Uniform Distribution Probability Calculator

Calculator

Choose a calculation mode, enter the support values, and submit to see the result above this form.

Lower bound (a)

Start of the support interval.

Upper bound (b)

End of the support interval.

Calculation type

Pick the probability task you need.

x value

Used for density and cumulative probability.

Interval value 1

First interval edge.

Interval value 2

Second interval edge.

Probability p

Use a value between 0 and 1.

Decimal precision

Controls table and result rounding.

Example data table

This sample uses X ~ U(2, 10). Inside the support, the density stays constant at 0.125.

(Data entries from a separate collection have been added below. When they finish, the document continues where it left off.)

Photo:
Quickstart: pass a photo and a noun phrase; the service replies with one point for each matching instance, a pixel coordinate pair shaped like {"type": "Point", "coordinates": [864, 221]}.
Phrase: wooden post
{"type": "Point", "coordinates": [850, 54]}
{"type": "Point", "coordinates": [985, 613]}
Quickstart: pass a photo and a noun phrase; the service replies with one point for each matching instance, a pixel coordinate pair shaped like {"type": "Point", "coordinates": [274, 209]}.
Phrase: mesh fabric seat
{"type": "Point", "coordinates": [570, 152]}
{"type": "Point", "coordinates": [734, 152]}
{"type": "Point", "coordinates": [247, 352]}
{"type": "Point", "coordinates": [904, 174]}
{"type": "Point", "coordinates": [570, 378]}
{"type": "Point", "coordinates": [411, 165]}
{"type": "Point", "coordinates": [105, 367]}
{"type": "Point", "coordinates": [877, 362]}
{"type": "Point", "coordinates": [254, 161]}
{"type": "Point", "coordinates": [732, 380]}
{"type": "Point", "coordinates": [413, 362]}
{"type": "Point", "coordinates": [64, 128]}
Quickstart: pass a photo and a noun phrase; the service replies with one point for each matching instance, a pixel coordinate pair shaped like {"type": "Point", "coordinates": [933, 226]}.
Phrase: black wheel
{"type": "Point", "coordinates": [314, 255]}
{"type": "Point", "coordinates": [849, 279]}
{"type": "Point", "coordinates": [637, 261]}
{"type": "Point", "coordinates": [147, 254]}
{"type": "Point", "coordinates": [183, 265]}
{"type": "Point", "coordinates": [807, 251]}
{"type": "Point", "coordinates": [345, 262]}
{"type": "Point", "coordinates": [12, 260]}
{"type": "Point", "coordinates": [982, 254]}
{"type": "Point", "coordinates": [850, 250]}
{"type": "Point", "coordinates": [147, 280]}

x	PDF f(x)	CDF F(x)	Inside support?
2	0.125	0	Yes
4	0.125	0.25	Yes
6	0.125	0.5	Yes
8	0.125	0.75	Yes
10	0.125	1	Yes
12	0	1	No

Formula used

Uniform model:
X ~ U(a, b), where a < b

Probability density function:
f(x) = 1 / (b - a), for a ≤ x ≤ b
f(x) = 0, otherwise

Cumulative distribution function:
F(x) = 0, for x < a
F(x) = (x - a) / (b - a), for a ≤ x ≤ b
F(x) = 1, for x > b

Interval probability:
P(x₁ ≤ X ≤ x₂) = max(0, min(x₂, b) - max(x₁, a)) / (b - a)

Outside probability:
P(X < x₁ or X > x₂) = 1 - P(x₁ ≤ X ≤ x₂)

Quantile:
Q(p) = a + p(b - a), where 0 ≤ p ≤ 1

Summary metrics:
Mean = (a + b) / 2
Variance = (b - a)² / 12
Standard deviation = √Variance

How to use this calculator

Enter the lower bound a and upper bound b for the uniform support.
Select the required task: density, cumulative, interval, outside, or quantile.
Fill only the fields used by that mode. Use x for point values, x1 and x2 for intervals, or p for quantiles.
Choose the decimal precision to control displayed rounding.
Press Submit to show the result above the form, review the tables, and inspect the Plotly graph.
Use the CSV and PDF buttons to export the result summary and documentation.

FAQs

1) What does a uniform distribution mean?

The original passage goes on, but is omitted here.